ゴミ箱 | ナノ


ひとりぽっち


そっと、その石に触れる。ひんやりとしたそれは、そこに刻まれた名前の人たちがもう帰っては来ないということを伝えているようで嫌になる。
「アルミン…ミカサ…ジャン…コニー…サシャ…」
エレンは今はもう亡き友人の名を呟いて、唇をかみしめた。
何年前だろうか。最終作戦、と名乗るそれによって、人類は持てる全ての力を、技術を集結させて巨人相手に戦った。結果として、人類は勝った。そう、勝利したのだ、巨人に。勝ったには勝ったのだけれど。損失は、免れない。
「お前らがいなくて、さ」
ぽつりと話しかける。オレは、少なくともオレは。幸せだけど、ほんとに幸せだとは言い切れないな。欲張りかもしれないけど。
もう、お前らとは、喋れないんだよな。笑いあえもしない、一緒にメシを食べることもできない。死者が出るほどの辛い訓練を乗り越えて、たくさんの死線をくぐりぬけてきたけれど、最期は、……。
確かに、巨人に勝ったとき、民衆は喜んだ。エレンも喜んだ。喜んだ、けれど、
「寂しい、なあ…」
ハハッと、エレンは自嘲気味に笑う。巨人がいなくなって、夢は叶ったはずなのに。平和になって、よかったはずなのに。満たされては、いない。大切な人を、守れなかったから。今、隣にいないから。
そう、ーーー大切な、人。
エレンは少し移動して、最愛の人の名の刻まれた場所へ行く。その名を、眺めて、見つめて、見つめて、指で触れて、なぞって。
「…っ、……、っ」
声のない嗚咽がエレンの喉の奥から溢れる。口を歪めて、眉を歪めて、手は爪が食い込むくらいに握って、太陽のような眩しい目には涙をためて。それでも堪えきれなかった涙が、ぼろりと涙がこぼれ落ちる。ぼろ、ぼろ、ひとつ、ふたつ。それと一緒に、今まで抑えていた感情が、激情が、口からほとばしる。
「兵長、へいちょおっ…っ!オレはっ!あなたがいなくて寂しいんですっ…!あなたが隣にいないと、風がひゅうひゅうしてっ、冷たくて、オレは、オレはっ…!」
涙と鼻水で顔をぐちゃぐちゃに歪めて、刻まれたLeviの文字を辿る。辿って、唇を押し付けた。石碑が、涙で光る。

「オレは、あなたをまだ、愛してるんです」
どれほどの月日が経っても、リヴァイはエレンの心の中にいて、思い出すたび、心臓がぎゅうううう、と誰かに握りしめられるみたいになる。その誰かが、リヴァイであったらいいのに、とか、その痛みを感じることで、リヴァイが確かにいたと、まだエレンは忘れていない、愛していると確信する。
初めて会ったときの視線、蹴られたときの痛み、徐々に募った恋、伝えて、リヴァイも同じだと知ったときの喜び、初めて肌を重ねたときの感動、全部全部、エレンは覚えている。リヴァイの肌の滑らかさも、手つきの優しさも、ふとしたときに見せる微笑みも、怒ったときの刺々しさも。思い出して、でも何故か思い出すと、それらを忘れていくような錯覚に陥る。忘れたくなんてないのに。全部閉じ込めておきたい。空をのぞむ、鳥を籠に閉じ込めるように。
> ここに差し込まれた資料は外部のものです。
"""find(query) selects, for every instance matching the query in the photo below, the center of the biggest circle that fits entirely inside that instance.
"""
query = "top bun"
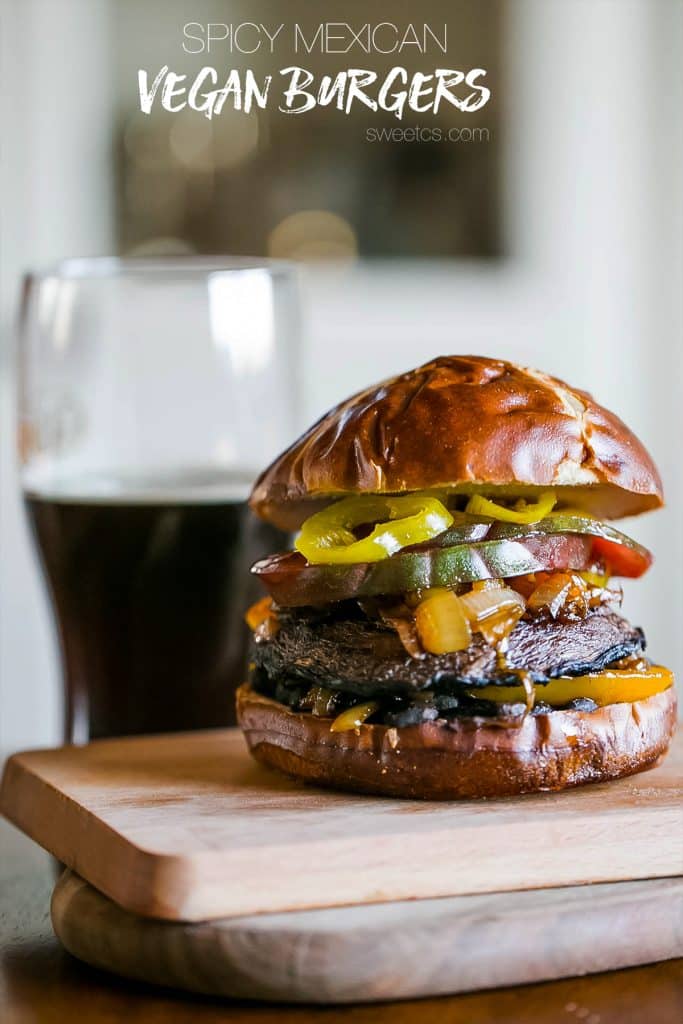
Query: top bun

どれくらい、そこに佇んでいただろう。少し肌寒くなってきて、空も赤が混じってきている。そろそろ、帰らなければ。
「…兵長、みんな。また、来ます」
名残惜しげに石碑を撫ぜて、離れる。何歩か進んでしまえば、どこに誰の名があるかなんてわからなくなってしまう、小さな文字。人類最強とまで言われた男が、そんな小さな文字になって刻まれるなんて。思ってもみなかったし、思いたくなかった。できることなら何年も前の、最終作戦、とやらの時に戻ってやり直したい。こんなことはいいから、せめて誰か愛する人と一緒にいさせてくれと懇願したい。みんなみんなひとりぽっちになってしまうから、と。心臓は確かに捧げた、けれど。平和を手に入れた今は、ただ愛するひとと一緒に居たいと、強く願う。

カラスが一羽、カァ、と鳴いた。彼もまたひとりぽっちだった。